Divulgação/Suzano
A celulose liderou a pauta exportadora, com 1 milhão de toneladas embarcadas de Mato Grosso do Sul
Mato Grosso do Sul exportou 3,76 milhões de toneladas de produtos para a União Europeia em 2025, alcançando US$ 1,3 bilhão em faturamento. No mesmo período, as importações do bloco europeu somaram 77 mil toneladas, equivalentes a US$ 492 milhões. Os dados constam em levantamento da Assessoria de Economia da Semadesc (Secretaria de Meio Ambiente, Desenvolvimento, Ciência, Tecnologia e Inovação).
Com esse desempenho, o saldo da balança comercial entre o Estado e a União Europeia foi altamente positivo, fechando o ano passado com superávit de US$ 812 milhões. A expectativa do governo estadual é de que o cenário se torne ainda mais favorável com a aprovação do acordo de livre comércio entre o Mercosul e a União Europeia.
Para o secretário da Semadesc, Jaime Verruck, a redução de tarifas prevista no acordo tende a impulsionar as exportações sul-mato-grossenses. “A primeira expectativa do Governo do Estado é de que, a partir da aprovação desse acordo, nós consigamos ampliar [as exportações]. Na verdade, nós temos uma capacidade de ampliação do mercado, uma possibilidade de ampliação de produtos que serão mais competitivos. É importante entender que a redução de tarifa significa aumentar a competitividade dos produtos sul-mato-grossenses na União Europeia”, afirmou.

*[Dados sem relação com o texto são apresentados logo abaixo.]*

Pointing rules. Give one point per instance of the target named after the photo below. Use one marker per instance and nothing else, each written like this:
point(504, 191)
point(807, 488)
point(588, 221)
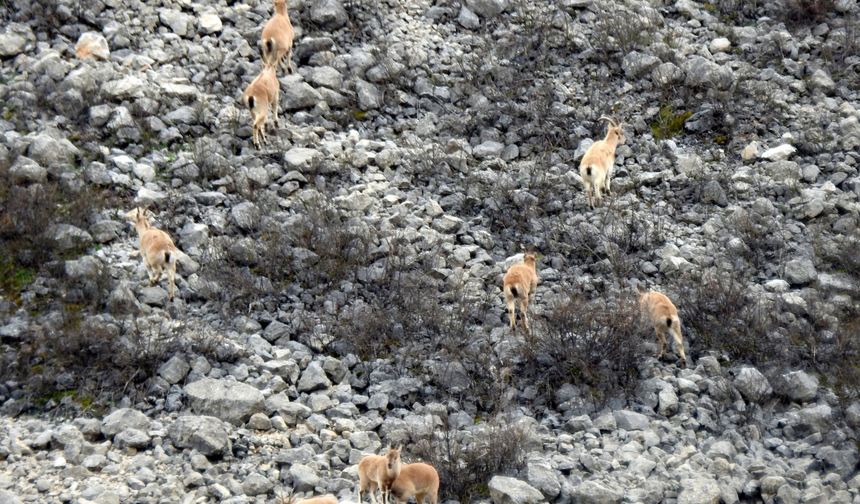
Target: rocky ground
point(340, 288)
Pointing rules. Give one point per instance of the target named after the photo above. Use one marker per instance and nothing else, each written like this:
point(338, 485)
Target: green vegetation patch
point(669, 123)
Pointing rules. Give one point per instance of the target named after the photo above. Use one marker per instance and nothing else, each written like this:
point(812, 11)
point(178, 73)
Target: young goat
point(262, 95)
point(599, 161)
point(277, 38)
point(378, 471)
point(416, 480)
point(664, 317)
point(157, 249)
point(520, 283)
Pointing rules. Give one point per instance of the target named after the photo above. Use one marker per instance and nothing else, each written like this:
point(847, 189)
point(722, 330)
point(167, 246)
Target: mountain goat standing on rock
point(261, 96)
point(156, 247)
point(664, 317)
point(520, 283)
point(599, 161)
point(378, 471)
point(277, 38)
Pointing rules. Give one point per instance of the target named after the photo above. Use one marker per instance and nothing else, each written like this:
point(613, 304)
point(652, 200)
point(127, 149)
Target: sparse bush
point(718, 312)
point(622, 30)
point(595, 343)
point(467, 460)
point(807, 11)
point(669, 124)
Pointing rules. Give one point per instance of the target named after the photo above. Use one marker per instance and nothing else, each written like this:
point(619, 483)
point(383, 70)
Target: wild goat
point(277, 38)
point(262, 95)
point(416, 480)
point(156, 247)
point(664, 317)
point(520, 283)
point(378, 471)
point(322, 499)
point(599, 161)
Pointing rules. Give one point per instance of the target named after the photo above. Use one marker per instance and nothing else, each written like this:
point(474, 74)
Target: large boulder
point(205, 434)
point(230, 401)
point(506, 490)
point(122, 419)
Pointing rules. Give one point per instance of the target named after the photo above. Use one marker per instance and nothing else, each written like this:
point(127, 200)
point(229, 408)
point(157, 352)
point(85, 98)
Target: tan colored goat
point(520, 283)
point(321, 499)
point(277, 38)
point(664, 317)
point(261, 96)
point(416, 480)
point(156, 247)
point(598, 162)
point(378, 471)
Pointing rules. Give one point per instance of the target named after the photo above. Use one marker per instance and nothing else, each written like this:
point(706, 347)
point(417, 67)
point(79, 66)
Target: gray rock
point(305, 479)
point(313, 378)
point(27, 170)
point(468, 19)
point(132, 438)
point(636, 63)
point(326, 76)
point(14, 39)
point(122, 419)
point(210, 23)
point(630, 420)
point(488, 149)
point(797, 386)
point(817, 418)
point(699, 491)
point(752, 385)
point(176, 20)
point(328, 13)
point(821, 80)
point(506, 490)
point(779, 153)
point(714, 193)
point(541, 475)
point(207, 435)
point(700, 71)
point(245, 215)
point(174, 370)
point(596, 492)
point(7, 497)
point(852, 414)
point(297, 94)
point(93, 44)
point(666, 74)
point(487, 8)
point(299, 158)
point(230, 401)
point(256, 484)
point(52, 150)
point(369, 95)
point(259, 421)
point(800, 271)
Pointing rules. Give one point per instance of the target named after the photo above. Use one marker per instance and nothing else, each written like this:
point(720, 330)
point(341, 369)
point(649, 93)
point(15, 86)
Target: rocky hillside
point(340, 289)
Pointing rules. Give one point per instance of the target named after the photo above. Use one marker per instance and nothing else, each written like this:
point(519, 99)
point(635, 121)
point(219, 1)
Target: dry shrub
point(591, 342)
point(466, 460)
point(718, 312)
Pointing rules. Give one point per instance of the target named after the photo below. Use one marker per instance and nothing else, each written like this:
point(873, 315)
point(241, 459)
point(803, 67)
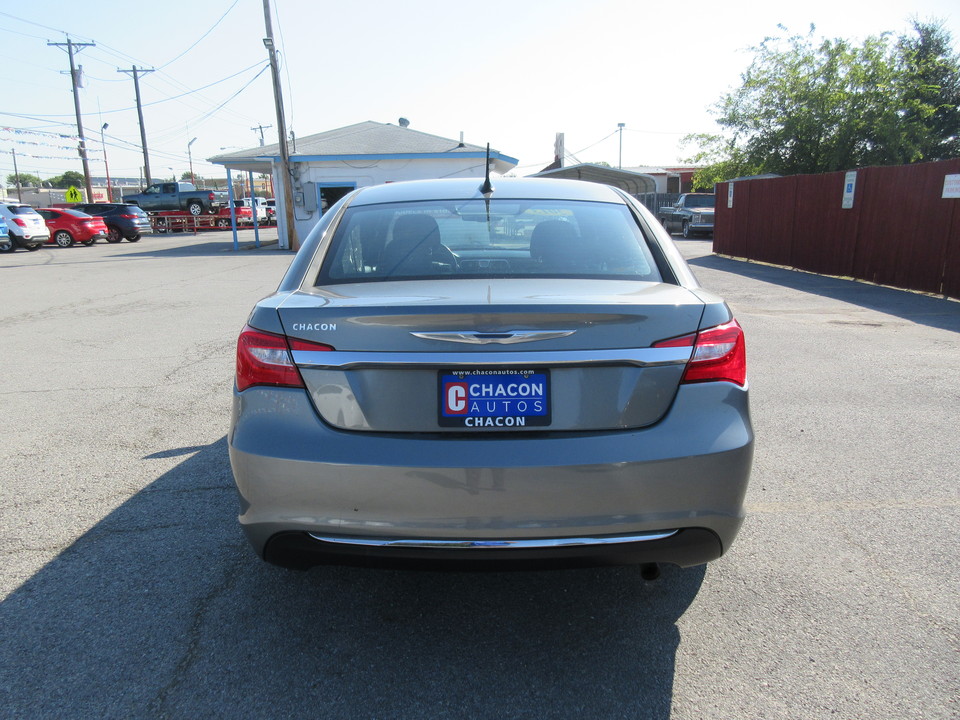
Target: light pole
point(105, 164)
point(190, 155)
point(620, 162)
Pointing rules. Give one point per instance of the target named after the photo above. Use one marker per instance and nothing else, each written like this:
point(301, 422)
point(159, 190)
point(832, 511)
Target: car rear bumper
point(309, 493)
point(686, 547)
point(31, 238)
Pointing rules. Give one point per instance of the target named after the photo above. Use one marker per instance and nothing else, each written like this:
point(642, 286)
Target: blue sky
point(512, 73)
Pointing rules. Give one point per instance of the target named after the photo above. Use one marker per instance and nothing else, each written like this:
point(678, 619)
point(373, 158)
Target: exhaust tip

A União Europeia foi o segundo bloco econômico mais relevante para as exportações de Mato Grosso do Sul em 2025. Ao longo do ano, o Estado manteve relações comerciais com 23 países do bloco, sendo 20 como destinos de exportações e todos os 23 como origens de importações.
A celulose liderou a pauta exportadora, com 1 milhão de toneladas embarcadas e US$ 627 milhões em faturamento, o equivalente a 48,12% do valor total. Em seguida vieram os farelos de soja, com 917 mil toneladas e US$ 310 milhões (23,84%), e a carne bovina, que somou 14 mil toneladas exportadas e US$ 126 milhões, representando 9,68% do total.
Verruck avalia que há espaço para ampliar as exportações de celulose, especialmente a celulose solúvel que será produzida pela Bracell. A carne bovina também pode ganhar competitividade no mercado europeu diante da imposição de tarifas sobre excedentes da cota chinesa. Soja em grãos e farelo de soja, produtos abundantes no Estado e demandados pela União Europeia, completam a lista de itens com potencial de crescimento.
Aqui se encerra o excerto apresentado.